Огромный корабль, двигаясь то вперед, то назад, то кормой, то носом, не без труда пробивал себе путь по узкой для его арктических масштабов, закованной в тяжелую зимнюю броню Неве. И невский лед уступал напору богатыря не без мрачного сопротивления. Под давлением чудовищной тяжести судна ледяной покров вспучивался до самых берегов. Слышался грозный гул. Деревянные плашкоуты невских пристаней содрогались и как бы приподнимались у гранитных набережных. Бревна, которыми они были связаны с берегом, скрипели и стонали. Но за кормой ледокола открывалось уже все большее пространство черной воды, все больше ледяного крошева вскипало и ныряло в струе могучих винтов, все дальше и дальше расходились закрайки причудливой «майны».
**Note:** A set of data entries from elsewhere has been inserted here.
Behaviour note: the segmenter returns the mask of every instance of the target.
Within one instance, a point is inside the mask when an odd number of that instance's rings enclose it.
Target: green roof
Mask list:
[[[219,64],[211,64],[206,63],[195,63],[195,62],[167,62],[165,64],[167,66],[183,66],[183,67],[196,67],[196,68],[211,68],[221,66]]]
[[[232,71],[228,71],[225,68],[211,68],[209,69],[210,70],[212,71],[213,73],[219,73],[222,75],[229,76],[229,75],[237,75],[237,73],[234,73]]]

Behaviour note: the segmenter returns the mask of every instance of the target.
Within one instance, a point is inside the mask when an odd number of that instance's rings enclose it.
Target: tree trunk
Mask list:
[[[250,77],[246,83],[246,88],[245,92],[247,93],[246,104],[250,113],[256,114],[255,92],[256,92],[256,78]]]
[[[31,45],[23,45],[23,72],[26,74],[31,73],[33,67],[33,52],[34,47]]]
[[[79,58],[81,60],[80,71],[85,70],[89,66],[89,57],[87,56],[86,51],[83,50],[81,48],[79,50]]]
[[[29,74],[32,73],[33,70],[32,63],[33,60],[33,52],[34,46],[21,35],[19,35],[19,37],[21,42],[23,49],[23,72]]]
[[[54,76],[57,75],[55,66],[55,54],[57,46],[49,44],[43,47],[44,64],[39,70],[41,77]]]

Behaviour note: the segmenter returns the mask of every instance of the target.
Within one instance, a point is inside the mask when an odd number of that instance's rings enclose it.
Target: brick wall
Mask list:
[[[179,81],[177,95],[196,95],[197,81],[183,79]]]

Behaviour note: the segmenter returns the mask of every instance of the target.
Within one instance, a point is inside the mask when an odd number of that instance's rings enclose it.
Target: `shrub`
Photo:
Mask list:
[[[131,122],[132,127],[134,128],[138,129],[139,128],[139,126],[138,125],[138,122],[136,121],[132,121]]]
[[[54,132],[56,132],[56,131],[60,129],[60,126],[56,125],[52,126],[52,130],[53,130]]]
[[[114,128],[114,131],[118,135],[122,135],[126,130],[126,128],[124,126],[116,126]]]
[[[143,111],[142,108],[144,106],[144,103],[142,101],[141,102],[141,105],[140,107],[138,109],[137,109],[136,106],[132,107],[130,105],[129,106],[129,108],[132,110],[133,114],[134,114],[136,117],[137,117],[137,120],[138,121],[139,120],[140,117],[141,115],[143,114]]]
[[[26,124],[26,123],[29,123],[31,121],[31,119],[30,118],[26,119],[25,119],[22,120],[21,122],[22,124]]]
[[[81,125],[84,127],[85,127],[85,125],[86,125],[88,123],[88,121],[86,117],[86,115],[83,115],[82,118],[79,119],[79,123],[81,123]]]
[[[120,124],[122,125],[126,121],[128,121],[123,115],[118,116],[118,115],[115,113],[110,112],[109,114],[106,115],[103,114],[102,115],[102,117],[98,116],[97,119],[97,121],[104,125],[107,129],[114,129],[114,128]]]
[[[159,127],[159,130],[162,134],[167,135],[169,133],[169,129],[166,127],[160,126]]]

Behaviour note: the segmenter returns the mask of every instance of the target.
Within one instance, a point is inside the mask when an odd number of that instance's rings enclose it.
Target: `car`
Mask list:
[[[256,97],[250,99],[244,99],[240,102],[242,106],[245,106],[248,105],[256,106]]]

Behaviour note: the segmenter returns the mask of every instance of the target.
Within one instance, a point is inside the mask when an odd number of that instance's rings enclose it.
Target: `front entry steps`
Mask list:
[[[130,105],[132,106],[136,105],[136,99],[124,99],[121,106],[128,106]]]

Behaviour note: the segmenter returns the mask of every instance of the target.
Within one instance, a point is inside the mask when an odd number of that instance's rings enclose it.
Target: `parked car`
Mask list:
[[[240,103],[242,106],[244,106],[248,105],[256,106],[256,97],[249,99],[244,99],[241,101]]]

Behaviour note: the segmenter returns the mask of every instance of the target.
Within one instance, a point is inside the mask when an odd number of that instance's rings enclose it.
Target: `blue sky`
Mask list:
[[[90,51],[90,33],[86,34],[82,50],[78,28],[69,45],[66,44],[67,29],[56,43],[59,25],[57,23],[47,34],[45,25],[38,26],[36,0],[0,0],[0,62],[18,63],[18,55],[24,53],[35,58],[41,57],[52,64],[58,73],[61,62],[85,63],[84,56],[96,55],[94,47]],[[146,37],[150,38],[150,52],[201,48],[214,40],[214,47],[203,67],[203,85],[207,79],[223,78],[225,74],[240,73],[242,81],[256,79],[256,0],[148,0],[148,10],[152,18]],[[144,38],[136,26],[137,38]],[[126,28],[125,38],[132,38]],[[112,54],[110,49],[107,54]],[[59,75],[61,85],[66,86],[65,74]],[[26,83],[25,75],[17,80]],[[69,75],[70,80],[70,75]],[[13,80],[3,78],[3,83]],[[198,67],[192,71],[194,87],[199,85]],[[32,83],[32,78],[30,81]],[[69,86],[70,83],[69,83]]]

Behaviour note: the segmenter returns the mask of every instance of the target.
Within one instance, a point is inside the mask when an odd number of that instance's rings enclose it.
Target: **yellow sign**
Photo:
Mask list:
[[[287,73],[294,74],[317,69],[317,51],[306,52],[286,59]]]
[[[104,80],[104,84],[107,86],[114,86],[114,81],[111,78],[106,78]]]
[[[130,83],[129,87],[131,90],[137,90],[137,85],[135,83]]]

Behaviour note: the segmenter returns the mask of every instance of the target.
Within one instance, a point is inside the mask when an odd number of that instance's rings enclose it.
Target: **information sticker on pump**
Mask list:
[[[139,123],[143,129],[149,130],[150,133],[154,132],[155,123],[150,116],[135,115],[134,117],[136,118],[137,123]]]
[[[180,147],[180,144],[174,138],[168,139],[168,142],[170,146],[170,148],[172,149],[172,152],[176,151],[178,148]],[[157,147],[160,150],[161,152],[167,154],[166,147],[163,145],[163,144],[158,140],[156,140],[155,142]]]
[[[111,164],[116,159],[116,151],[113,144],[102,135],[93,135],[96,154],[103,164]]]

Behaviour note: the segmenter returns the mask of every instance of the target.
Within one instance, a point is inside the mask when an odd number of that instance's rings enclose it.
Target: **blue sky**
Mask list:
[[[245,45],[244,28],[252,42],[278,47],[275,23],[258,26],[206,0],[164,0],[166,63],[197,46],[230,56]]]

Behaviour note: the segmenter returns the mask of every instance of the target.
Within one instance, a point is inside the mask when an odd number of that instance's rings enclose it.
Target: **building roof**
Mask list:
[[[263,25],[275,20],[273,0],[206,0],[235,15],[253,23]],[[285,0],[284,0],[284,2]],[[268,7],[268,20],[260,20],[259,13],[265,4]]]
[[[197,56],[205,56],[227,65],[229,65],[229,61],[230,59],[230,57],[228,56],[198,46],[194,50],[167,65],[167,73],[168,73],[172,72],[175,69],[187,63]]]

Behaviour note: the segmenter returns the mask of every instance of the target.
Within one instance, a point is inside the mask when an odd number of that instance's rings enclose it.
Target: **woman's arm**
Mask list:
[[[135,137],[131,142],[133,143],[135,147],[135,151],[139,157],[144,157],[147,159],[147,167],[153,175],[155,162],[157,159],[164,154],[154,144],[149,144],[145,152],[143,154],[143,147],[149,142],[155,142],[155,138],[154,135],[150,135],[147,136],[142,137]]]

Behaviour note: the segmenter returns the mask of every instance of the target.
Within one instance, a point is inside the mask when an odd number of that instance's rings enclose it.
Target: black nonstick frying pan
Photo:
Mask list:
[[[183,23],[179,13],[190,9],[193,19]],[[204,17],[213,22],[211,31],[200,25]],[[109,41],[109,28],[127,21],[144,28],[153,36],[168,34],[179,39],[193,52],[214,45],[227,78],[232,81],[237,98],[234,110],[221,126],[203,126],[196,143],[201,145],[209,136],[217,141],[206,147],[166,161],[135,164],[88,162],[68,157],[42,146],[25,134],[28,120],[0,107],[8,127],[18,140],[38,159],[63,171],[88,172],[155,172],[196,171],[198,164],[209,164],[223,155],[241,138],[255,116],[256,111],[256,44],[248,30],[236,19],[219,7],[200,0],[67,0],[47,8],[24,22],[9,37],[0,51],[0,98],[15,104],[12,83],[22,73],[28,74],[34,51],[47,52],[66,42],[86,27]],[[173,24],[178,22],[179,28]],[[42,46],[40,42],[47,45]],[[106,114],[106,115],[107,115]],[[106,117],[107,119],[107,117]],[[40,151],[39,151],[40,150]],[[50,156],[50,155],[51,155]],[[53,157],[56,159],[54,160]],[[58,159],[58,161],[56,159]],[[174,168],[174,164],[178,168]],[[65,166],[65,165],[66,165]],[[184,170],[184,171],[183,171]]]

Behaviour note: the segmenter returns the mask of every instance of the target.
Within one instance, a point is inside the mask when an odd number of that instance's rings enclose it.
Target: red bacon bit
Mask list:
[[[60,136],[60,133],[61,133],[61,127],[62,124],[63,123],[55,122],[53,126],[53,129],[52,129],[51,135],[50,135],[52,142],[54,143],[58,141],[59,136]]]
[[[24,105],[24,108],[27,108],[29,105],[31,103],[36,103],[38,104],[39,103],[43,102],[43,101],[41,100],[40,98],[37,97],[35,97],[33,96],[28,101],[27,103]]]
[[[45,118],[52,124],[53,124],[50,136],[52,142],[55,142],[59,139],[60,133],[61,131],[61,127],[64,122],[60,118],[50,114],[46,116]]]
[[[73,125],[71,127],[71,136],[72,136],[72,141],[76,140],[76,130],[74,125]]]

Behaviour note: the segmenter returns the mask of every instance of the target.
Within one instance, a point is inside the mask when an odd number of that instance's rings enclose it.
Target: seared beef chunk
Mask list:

Много народу стояло рядом со мной на берегу. И все покачивали головами: «Да, вот тебе и — далеко от Арктики… Вот тебе и — у себя дома! А не так-то просто и этот лед разворотить: Нева!»

Невский лед был в те годы большой силой, и я присутствовал при подлинной битве великанов…

В десятых годах питерская зима начиналась в ноябре, тянулась до марта, бывала ровной, крепкой, пробирающей до костей. И температуру мы мерили тогда не медицинским «Цельсием», как сейчас, а суровым, «уличным» «Реомюром». Если ртуть падала до 25 градусов, на пожарных каланчах поднимались на высокие железные развилки круглые кожаные «шары», и это означало, что «дети, в школу собирайтесь» отменяется впредь до… И неудивительно: ведь, чтобы получить из этой цифры наши теперешние градусы, надлежало 25 разделить на 5 и частное умножить на 6. Получится 30 градусов, — уж какая тут «школа»!

На всех уличных перекрестках загорались костры: кое-где — по полной простоте, так сказать, — дикие, бивачного лесного типа; в большинстве же своем — в специальных железных круглых цилиндрических жаровнях на ножках.